Pinon Rice Bake with Artichokes and Goat Cheese

Pinon Rice Bake with Artichokes and Goat Cheese
Brown rice with artichokes, roasted corn, chiles, pine nuts and goat cheese.

Here's a favorite make-ahead rice dish recipe with Mediterranean flavors- artichokes, plum tomatoes, pine nuts and goat cheese. Entertaining made simple. And there are never any leftovers.

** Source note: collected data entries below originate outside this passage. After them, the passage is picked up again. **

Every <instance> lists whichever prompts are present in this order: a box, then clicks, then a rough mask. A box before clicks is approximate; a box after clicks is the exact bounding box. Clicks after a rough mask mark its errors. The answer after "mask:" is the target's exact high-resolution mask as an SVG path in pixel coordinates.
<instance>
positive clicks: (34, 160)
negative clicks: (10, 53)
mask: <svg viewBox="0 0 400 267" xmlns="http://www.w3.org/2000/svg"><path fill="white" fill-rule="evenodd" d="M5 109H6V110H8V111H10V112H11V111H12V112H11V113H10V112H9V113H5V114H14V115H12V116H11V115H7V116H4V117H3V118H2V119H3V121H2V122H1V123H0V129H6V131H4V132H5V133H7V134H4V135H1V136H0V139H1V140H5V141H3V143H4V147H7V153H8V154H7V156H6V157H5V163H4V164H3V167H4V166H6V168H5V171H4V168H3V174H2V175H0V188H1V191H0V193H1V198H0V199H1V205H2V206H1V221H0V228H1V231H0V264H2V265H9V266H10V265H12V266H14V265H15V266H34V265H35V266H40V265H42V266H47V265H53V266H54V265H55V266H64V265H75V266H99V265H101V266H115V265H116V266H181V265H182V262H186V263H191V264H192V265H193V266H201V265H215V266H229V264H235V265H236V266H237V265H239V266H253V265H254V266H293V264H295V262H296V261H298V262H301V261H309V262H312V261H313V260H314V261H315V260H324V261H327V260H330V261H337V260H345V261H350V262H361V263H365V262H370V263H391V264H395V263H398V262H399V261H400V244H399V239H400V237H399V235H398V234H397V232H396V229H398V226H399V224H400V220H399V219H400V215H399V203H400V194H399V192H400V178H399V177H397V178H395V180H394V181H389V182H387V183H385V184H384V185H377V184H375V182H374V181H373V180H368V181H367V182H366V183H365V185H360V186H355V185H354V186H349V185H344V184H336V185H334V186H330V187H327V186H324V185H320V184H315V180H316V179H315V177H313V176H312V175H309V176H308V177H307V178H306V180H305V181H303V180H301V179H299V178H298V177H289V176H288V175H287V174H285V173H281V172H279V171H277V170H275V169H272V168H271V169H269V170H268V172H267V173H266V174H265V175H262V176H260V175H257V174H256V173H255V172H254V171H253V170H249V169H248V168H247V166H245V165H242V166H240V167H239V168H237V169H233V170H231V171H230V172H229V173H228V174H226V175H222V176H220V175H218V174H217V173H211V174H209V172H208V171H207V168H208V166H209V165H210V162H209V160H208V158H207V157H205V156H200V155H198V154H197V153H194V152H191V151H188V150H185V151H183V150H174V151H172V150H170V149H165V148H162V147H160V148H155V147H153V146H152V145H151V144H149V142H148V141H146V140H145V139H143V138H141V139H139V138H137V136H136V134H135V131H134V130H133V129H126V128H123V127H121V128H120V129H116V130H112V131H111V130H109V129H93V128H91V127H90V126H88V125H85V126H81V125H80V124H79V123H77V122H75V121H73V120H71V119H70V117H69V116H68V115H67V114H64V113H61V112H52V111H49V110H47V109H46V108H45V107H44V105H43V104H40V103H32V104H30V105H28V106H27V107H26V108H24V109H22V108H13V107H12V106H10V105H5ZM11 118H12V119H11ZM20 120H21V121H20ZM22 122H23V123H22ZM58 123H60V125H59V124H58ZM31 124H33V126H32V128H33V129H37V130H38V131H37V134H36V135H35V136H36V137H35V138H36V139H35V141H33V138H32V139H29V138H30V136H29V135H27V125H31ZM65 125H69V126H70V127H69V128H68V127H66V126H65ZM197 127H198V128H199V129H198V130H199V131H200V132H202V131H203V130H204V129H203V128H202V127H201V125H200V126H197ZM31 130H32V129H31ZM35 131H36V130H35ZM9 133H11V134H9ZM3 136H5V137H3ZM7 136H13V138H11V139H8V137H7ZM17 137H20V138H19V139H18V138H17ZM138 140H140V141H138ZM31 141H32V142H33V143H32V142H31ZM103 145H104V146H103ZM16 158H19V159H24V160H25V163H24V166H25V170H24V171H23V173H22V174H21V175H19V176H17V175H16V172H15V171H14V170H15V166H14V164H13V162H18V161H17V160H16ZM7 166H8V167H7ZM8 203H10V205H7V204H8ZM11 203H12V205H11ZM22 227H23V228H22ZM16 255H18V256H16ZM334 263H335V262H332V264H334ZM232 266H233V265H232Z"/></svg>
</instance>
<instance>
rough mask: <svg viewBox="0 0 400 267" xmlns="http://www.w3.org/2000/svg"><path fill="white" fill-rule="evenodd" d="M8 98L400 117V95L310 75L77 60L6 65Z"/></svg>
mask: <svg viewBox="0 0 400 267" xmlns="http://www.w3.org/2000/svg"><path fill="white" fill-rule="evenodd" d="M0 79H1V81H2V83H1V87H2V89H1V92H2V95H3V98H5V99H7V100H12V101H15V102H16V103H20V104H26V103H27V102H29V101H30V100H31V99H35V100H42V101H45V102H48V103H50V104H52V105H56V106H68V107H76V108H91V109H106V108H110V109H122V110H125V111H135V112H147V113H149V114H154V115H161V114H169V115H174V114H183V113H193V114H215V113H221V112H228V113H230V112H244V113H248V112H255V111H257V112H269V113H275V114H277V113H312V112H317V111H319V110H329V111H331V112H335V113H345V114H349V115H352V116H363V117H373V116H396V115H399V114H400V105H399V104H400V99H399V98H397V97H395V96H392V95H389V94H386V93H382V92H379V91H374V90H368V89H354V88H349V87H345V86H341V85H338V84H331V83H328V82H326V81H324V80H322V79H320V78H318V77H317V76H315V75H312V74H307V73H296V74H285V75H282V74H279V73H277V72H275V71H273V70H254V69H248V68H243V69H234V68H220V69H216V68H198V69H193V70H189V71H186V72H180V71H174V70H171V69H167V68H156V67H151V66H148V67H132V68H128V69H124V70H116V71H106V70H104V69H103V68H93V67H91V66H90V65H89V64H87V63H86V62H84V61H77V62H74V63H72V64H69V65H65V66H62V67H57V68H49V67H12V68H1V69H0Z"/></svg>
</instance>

Having someone new over for dinner always sends me into a flurry of activity fueled by nervous energy and worry. I obsess over obscure details (like an iTune playlist), change my mind about the menu (wait- enchiladas or lasagna?), forget ingredients (dagnabbit! the green beans are still in the car). So I've learned (yes, the hard way) to always make a few key dishes ahead of time. Then dinner is basically done.

And I'm not stuck in the kitchen spilling olive oil on a new silk shirt.

I can relax (well, sort of). And- goddess willing- I won't set the oven on fire because I'm too busy discussing politics or the yummy Anderson Cooper.


Pinon Rice Bake Recipe with Artichokes, Plum Tomatoes, Pine nuts and Goat Cheese

This flavorful rice bake pairs well with Alex's Favorite Baked Chicken Mediterranean with Peppers. Easy, easy. And most importantly, delicious.

Ingredients:

2 1/2 cups cooked long grain brown rice- I cook mine with saffron
1/2 cup toasted pinon nuts aka pine nuts
3 ripe plum tomatoes, seeded, chopped
12 halved artichoke hearts- I used Trader Joe's frozen, thawed
4 oz. chopped roasted green chiles or chopped jalapeños
1 cup roasted corn kernels
3 cloves garlic, peeled, chopped
Seasoning, to taste (I used cumin, Old Bay Seasoning, sea salt and ground pepper)
Extra virgin olive oil, as needed (about 4-5 tablespoons)
4 oz. goat cheese or sheep feta, cubed

Instructions:

Preheat the oven to 350ºF. Lightly oil a medium sized casserole dish (preferably, one with a cover).

In a large bowl, combine the cooked brown rice with the roasted corn, pinon, tomatoes, artichokes, green chiles, chopped garlic, and choice of seasoning.

Drizzle with enough olive oil to moisten and lightly toss with a wooden spoon.

Add in the cubes of feta or crumbles of goat cheese and stir gently, just enough to distribute. Spoon the rice mixture into the prepared casserole dish.

Cover and bake for 30 minutes or so, until the rice is thoroughly heated.

Serves 4 to 6, depending. On what, you ask? On what else you serve with it, and how big appetites are.


Karina's Notes:



This rice bake is perfect for vegetarians- add a crisp green salad with a side of Roasted Red Pepper Hummus and some lightly cooked carrots.

You can make this dish ahead of time. Keep it covered and chilled in the fridge until baking, and add 15 minutes or so to the baking time.

Trader Joe's sells frozen roasted corn, but if you'd like to make your own, simply grill fresh ears of corn (with the wet husk on) until tender and charred. Or scatter corn kernels on a baking sheet and roast them in a hot oven till slightly charred.